La littérature à la culotte
Toméo Vergès est un chorégraphe au travail expressif et proche de la littérature. Avec des outils formels très simples, Asphyxies (1998), il aborde un thème rare pour la danse, la solitude et la frustration sexuelle de l'écrivain.
Le dispositif scénique possède une manière de désolante évidence. Le plateau entièrement couvert de pages de journaux, une chaise en bois - blanche - dans un coin. Une ampoule au bout d'un fil. Dans la lumière rasante, un homme grince un texte qui - quoiqu'en espagnol - vibre de frustration et de malaise rentré.

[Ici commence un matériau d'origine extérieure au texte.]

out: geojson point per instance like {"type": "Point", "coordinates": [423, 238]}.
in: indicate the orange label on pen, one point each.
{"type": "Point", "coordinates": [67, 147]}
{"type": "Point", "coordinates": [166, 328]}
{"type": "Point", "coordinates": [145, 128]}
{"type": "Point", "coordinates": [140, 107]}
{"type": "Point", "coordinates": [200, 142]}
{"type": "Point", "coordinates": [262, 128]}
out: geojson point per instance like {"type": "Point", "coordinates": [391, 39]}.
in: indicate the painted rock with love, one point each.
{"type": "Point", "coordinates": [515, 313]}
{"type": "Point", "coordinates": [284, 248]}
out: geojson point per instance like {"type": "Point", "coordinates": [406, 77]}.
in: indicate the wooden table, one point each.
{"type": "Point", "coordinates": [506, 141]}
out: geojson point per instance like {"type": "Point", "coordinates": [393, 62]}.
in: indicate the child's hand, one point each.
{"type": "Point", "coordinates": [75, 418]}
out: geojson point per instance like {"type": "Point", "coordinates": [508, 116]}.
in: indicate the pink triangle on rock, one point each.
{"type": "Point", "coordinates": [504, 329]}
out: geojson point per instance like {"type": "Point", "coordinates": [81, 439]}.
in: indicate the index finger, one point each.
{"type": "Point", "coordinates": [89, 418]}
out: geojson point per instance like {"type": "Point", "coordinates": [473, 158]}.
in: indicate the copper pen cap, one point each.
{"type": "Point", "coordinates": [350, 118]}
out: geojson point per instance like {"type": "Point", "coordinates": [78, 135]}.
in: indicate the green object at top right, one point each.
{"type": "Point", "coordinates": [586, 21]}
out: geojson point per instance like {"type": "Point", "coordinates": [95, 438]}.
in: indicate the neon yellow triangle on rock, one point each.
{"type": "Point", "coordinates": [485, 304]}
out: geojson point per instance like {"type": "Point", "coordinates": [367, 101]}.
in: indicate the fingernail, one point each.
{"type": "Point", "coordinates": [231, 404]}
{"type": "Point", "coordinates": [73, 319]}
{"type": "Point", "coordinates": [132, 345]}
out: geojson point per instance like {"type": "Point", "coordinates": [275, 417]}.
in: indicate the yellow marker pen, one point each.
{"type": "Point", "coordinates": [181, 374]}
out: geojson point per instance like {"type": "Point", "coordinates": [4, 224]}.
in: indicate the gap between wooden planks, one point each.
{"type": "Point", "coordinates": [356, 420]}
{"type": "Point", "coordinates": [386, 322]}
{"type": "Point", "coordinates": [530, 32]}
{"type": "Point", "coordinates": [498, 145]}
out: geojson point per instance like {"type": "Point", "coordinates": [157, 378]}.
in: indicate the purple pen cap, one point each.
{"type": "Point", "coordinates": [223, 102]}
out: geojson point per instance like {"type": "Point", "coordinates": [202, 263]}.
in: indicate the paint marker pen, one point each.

Toméo Vergès interprète des extraits du Con d'Irène d'Aragon comme on pourrait les écrire, avec une sorte de honte rageuse à devoir accepter la primauté de la chair sur l'écriture. Ce conflit entre la queue turgescente et la liberté d'écrire, entre une sublimation qui tarde et un désir qui taraude, ne passe pas par le texte, mais par un dédoublement ; ils sont deux à être ce narrateur torturé par sa libido. Le texte, à peine sorti des lèvres, une embrassade comme un combat puis ce double furieux (Alvaro Morell sidérant, aussi présent que totalement absent) donne un grand coup de pied et renverse son lui-même, vociférant.
Une danse qui dit la lassitude
La danse, radote, ressasse, tourne en rond, dit la lassitude. Ainsi dans une scène étourdissante où, comme un Saint-Antoine derrière son écritoire, l'un des deux rédige à même le mur du fond, d'une écriture démente, tandis que l'autre, refait à l'identique la même variation moitié glissante dans les journaux. Le mystère de l'écrivain est là. Il (ils) tourne en rond parce que l'écriture ne lui suffit pas ou il est tourmenté de désir parce que l'écriture n'est pas assez forte ? La pièce ne répond pas. Elle souligne la violence retournée contre soi-même, en détruisant la chaise qui est immédiatement remplacée et ce délire qui saisit. Alvaro Morell peint d'abord ses chaussures en bleue, puis, avec évidence, le ghetto blaster qui diffuse les Jackson's five (où était-il écrit que cette évocation d'Aragon était une reconstitution) puis la chaise, le pantalon...
Un style d'une grande expressivité
C'est la soudaine prise de conscience par l'autre partie de l'écrivain qui interrompt ce « bleu du ciel» qui gagne la raison. Elle revient plusieurs fois à ce coup de pied dans la poitrine, fondateur parce que sans appel, colère contre soi qui rend le corps à son désir quand ce désir obsède l'écriture. Le style de Toméo Vergès, d'une grande expressivité mais très retenu dans ses effets, très littéraire dans son fonctionnement dramatique mais toujours gestuel et corporel, trouve dans cette pièce une expression parfaite. Mieux, créée en 1998, la pièce est un peu ancienne. Un peu plus âgés, les deux protagonistes possèdent une justesse encore plus grande et une densité plus tragique. Ce qui tendrait donc à prouver que, comme pour la littérature, un peu de vieillissement ne nuit pas au goût de la danse.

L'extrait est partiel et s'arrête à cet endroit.